The skill is designed to send user-provided media to an external cloud backend for processing.
"Drop your video files in the chat... I'll handle the speech-to-text transcription on cloud GPUs"; "Upload: POST `/api/upload-video/nemo_agent/me/<sid>` — file: multipart `-F \"files=@/path\"`"
Use it only for media you are comfortable processing through that service, and check the provider's privacy and retention terms before uploading sensitive recordings.
Anyone with the token could potentially use the associated Nemo session or credits until it expires or is rotated.
The skill relies on a bearer token for the Nemo backend.
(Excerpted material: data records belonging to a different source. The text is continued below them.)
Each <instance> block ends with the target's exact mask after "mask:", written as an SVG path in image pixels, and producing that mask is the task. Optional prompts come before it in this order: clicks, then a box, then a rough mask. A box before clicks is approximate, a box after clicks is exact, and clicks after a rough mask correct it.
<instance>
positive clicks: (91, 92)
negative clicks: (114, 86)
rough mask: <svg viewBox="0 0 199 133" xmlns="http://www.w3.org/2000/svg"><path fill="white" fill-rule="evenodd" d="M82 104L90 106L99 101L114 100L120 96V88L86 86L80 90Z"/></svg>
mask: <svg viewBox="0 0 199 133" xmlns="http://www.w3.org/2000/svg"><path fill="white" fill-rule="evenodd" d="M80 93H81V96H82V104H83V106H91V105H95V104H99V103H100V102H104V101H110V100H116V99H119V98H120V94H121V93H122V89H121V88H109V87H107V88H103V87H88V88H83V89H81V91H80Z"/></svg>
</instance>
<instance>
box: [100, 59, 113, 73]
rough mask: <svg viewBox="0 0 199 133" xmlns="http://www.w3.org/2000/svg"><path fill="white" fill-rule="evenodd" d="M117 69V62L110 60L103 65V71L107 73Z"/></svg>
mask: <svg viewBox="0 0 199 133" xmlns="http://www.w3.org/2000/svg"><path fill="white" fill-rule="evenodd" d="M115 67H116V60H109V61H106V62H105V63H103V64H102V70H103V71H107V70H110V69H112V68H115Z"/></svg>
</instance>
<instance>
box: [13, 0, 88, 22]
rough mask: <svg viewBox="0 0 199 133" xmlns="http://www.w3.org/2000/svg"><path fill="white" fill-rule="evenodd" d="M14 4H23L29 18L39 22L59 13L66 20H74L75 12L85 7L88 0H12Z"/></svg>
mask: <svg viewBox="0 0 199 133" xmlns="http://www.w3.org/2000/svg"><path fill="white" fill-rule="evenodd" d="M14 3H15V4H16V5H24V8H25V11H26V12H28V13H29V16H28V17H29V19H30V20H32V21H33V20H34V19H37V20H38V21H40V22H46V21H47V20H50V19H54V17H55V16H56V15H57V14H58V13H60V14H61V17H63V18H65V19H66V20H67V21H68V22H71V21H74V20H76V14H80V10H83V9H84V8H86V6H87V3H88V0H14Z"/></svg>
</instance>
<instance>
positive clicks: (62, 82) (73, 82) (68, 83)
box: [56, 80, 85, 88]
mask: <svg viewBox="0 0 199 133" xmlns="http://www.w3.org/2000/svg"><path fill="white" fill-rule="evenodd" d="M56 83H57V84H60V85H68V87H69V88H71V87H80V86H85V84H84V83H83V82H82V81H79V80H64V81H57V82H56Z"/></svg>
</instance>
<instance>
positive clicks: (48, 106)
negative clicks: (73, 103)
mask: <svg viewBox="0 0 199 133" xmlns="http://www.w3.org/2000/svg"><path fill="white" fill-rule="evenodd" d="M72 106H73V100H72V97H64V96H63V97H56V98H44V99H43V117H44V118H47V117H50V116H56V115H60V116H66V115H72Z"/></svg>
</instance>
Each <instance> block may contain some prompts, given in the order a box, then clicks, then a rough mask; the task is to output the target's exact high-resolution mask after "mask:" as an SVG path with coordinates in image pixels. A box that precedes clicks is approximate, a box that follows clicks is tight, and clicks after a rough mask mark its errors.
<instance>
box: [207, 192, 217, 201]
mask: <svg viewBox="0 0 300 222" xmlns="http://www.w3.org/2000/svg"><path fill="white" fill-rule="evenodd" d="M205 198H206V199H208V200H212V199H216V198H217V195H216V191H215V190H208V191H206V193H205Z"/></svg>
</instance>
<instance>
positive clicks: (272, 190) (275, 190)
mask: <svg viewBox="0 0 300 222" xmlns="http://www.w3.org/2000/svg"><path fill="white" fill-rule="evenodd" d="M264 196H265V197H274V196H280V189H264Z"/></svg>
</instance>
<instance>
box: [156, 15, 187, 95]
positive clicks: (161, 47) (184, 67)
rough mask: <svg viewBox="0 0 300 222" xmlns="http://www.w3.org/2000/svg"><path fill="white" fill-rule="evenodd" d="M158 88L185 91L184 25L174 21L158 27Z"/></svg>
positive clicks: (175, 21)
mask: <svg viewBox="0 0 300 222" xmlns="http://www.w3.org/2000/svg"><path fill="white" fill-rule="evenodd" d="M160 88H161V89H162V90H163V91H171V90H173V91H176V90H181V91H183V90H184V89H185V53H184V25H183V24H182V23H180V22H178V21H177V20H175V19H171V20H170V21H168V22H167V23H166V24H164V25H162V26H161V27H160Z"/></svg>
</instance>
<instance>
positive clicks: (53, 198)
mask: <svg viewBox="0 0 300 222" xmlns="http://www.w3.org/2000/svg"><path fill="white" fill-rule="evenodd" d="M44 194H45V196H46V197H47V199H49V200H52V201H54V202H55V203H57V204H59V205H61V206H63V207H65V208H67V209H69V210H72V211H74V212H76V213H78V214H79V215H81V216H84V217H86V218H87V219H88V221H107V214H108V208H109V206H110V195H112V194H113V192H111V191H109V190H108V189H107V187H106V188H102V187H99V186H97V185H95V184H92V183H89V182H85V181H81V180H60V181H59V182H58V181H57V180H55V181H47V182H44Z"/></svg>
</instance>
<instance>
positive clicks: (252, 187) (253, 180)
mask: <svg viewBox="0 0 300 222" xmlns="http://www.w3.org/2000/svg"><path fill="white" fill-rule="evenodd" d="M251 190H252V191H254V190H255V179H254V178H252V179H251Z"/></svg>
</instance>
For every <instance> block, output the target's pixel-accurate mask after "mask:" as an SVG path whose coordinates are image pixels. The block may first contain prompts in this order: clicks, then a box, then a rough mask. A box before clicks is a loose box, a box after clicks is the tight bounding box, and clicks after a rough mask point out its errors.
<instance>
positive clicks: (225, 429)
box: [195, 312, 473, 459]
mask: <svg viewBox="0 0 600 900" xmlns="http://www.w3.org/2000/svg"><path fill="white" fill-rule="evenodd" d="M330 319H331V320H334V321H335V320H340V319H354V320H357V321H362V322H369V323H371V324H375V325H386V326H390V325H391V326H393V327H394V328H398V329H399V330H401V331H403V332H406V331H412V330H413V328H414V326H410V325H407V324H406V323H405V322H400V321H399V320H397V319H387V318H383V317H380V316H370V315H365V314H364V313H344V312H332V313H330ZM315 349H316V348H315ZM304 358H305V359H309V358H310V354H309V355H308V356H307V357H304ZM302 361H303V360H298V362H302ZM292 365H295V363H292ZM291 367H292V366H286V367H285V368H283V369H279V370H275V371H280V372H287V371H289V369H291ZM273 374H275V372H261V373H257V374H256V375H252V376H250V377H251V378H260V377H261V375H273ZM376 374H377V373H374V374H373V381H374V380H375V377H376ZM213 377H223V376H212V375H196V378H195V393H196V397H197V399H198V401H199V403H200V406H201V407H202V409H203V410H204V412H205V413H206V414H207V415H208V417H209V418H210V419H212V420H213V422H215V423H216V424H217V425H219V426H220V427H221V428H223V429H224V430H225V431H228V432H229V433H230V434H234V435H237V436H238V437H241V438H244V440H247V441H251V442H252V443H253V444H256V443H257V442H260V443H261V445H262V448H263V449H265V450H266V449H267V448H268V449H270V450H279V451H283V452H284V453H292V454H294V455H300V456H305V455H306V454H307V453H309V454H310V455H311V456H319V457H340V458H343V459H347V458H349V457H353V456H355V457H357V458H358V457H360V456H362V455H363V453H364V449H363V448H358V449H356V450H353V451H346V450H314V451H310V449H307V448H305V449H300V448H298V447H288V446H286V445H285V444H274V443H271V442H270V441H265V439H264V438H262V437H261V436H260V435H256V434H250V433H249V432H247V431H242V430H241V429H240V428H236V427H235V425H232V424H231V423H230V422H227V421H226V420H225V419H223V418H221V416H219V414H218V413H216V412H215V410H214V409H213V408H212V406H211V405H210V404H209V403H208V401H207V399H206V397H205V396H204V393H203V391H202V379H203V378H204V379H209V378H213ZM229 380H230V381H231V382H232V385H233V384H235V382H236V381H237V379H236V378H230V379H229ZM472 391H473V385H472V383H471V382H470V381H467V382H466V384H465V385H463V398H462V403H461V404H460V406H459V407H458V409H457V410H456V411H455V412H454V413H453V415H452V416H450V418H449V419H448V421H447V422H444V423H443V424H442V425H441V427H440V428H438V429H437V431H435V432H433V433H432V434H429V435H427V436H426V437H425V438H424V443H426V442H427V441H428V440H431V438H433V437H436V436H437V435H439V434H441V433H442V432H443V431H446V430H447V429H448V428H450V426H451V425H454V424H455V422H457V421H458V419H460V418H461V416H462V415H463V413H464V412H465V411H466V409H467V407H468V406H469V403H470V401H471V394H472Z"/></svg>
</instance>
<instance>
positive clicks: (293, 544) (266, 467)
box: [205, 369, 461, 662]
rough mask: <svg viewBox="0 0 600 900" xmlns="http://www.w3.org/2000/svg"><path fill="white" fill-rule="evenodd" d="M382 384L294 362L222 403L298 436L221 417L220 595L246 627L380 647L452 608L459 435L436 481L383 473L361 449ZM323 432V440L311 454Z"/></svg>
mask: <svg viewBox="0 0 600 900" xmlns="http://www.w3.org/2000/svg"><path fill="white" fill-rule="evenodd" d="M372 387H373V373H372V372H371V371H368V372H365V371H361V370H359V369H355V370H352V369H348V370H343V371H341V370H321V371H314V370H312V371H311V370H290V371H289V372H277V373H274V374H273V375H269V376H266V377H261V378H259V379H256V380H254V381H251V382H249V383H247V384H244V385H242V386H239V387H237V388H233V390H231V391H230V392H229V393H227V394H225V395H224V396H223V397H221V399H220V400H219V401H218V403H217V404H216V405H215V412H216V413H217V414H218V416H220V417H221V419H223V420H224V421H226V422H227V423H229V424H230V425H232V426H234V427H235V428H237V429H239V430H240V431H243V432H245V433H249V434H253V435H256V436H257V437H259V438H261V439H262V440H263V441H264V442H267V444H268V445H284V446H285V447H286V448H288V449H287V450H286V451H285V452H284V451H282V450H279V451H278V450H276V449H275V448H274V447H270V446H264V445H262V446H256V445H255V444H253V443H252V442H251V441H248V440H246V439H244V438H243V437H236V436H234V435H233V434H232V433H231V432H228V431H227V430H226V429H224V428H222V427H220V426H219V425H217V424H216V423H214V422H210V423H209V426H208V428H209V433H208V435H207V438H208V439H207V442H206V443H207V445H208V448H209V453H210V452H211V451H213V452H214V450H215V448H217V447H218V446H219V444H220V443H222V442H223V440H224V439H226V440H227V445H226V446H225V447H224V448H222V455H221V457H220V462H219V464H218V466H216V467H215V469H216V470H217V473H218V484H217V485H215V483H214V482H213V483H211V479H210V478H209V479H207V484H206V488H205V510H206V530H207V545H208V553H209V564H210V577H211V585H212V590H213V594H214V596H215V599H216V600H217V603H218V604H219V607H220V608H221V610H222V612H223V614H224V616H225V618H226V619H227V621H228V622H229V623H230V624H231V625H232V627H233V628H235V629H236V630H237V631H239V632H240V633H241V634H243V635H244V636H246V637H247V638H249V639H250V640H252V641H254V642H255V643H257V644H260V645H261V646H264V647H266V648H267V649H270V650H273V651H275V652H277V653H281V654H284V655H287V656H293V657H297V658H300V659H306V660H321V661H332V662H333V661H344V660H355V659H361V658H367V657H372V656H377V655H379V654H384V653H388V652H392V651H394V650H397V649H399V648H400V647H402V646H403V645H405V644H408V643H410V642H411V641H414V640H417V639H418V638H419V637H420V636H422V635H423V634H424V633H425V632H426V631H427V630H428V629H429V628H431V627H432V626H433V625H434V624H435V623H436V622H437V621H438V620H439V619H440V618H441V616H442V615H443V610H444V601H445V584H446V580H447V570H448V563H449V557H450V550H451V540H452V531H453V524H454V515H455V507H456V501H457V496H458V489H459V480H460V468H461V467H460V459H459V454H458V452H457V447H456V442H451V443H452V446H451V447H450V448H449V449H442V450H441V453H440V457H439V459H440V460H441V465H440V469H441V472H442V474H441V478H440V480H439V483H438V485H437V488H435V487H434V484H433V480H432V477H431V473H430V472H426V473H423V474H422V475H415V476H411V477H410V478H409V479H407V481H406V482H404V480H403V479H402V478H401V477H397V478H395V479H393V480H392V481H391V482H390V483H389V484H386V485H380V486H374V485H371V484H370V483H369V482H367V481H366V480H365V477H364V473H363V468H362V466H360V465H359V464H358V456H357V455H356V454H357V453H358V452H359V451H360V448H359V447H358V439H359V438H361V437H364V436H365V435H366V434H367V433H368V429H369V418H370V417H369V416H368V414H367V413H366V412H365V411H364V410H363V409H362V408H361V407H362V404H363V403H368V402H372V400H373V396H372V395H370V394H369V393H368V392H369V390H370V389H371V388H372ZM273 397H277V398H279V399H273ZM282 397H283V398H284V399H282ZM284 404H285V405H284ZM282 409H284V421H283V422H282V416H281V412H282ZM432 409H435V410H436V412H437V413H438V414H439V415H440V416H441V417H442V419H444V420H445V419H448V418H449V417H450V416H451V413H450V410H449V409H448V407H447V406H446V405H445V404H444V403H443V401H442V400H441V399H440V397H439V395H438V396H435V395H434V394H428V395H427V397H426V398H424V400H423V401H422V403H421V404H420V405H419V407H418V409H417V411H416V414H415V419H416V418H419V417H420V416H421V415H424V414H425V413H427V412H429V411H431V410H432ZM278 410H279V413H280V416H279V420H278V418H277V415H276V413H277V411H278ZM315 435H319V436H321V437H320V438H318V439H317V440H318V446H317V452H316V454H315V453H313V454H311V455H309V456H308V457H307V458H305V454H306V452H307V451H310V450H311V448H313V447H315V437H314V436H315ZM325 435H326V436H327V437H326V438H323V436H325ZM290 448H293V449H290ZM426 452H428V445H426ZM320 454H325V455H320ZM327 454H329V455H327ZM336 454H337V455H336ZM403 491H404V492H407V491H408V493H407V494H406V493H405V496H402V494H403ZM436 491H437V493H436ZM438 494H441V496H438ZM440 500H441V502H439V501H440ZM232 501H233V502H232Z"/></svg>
This is expected for the integration and the artifact tells the agent not to display token values.
"Check if `NEMO_TOKEN` is set in the environment"; "The response `data.token` is your NEMO_TOKEN"; "Include `Authorization: Bearer <NEMO_TOKEN>`"
Keep NEMO_TOKEN out of chat messages and logs, and rotate or remove it if you believe it was exposed.
The agent may contact the external service and continue workflow API calls as part of normal use.
The skill allows automatic backend setup and follow-on API calls based on backend workflow messages. This is purpose-aligned, but it increases the importance of keeping actions scoped to the user's request.
"When a user first opens this skill, connect to the processing backend automatically"; "The backend responds as if there's a visual interface. Map its instructions to API calls"
Before uploading or exporting, confirm the requested operation and avoid giving broad instructions if you only want a transcript.
A user expecting only transcript extraction may not realize the workflow can involve broader cloud video editing/rendering behavior.
The artifact presents itself as a video-to-text converter but also documents MP4 rendering and broader video editing/generation actions.
"Get text transcripts ready to post" and "download 1080p MP4 when it's done"; "Everything else (generate, edit, add BGM…) | → §3.1 SSE"
Review the skill behavior before use and phrase requests narrowly if you only want transcription.